This past week, the media made a very clear distinction between how they view a Republican scandal and one involving a powerful Democrat. MRC analysts found that, over a period of 12 days, the big three networks aired 150 stories on the Mark Foley scandal.
How did those same networks cover an investigation into Senate Minority Leader Harry Reid and a very questionable land deal? They generally ignored the story. In the case of CNN, the October 12 "American Morning" aired almost 20 minutes of Foley coverage and devoted 35 seconds to Reid
Not to be outdone, print media also glossed over the emerging Reid scandal. "The New York Times" prefaced a story about Reid earning $1.1 million on a property that he hasn’t owned in three years with this headline: "Senator Offers to Amend Financial Forms." The "Times" is certainly generous in offering the benefit of the doubt...as long as you’re a Democrat.
On the morning show front, "Good Morning America’s" Diane Sawyer discussed the situation in North Korea and wondered if America has the right to object to Kim Jong Il’s nuclear ambitions. "Early Show" co-host Hannah Storm seemed puzzled as to why President Bush would refuse North Korea’s demands.
The networks in general heavily focused on a controversial study that claims 665,000 Iraqi civilians have been killed. Little skepticism was offered to some of the more dubious claims in the report.

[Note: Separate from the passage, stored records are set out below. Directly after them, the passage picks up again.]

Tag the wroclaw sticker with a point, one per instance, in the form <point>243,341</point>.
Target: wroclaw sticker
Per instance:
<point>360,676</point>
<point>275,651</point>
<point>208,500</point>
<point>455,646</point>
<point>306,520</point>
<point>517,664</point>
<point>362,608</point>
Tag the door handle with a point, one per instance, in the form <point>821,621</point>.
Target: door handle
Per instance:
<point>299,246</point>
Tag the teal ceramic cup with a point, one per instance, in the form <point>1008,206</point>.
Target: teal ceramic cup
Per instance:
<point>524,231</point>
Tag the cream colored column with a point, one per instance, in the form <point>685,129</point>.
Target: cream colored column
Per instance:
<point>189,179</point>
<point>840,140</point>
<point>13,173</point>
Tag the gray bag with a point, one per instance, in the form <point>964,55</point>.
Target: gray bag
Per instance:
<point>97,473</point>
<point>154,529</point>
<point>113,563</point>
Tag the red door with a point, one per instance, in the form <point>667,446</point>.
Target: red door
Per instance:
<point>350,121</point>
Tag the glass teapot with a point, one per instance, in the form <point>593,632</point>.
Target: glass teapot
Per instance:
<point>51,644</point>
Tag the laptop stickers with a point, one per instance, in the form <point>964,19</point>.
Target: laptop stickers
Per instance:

CNN founder Ted Turner, when asked about the future of his network, was left just short of speechless. A look back at previous Turner quotes, including the time he predicted the North Korea problem was "behind us," suggests it might be better for him to keep his mouth closed. Jack Cafferty, a CNN anchor who truly represents his network, recently called for the defeat of Senator George Allen.
Finally, the always reliable Rosie O’Donnell rhapsodized about a visit with the Bush bashing Barbara Streisand.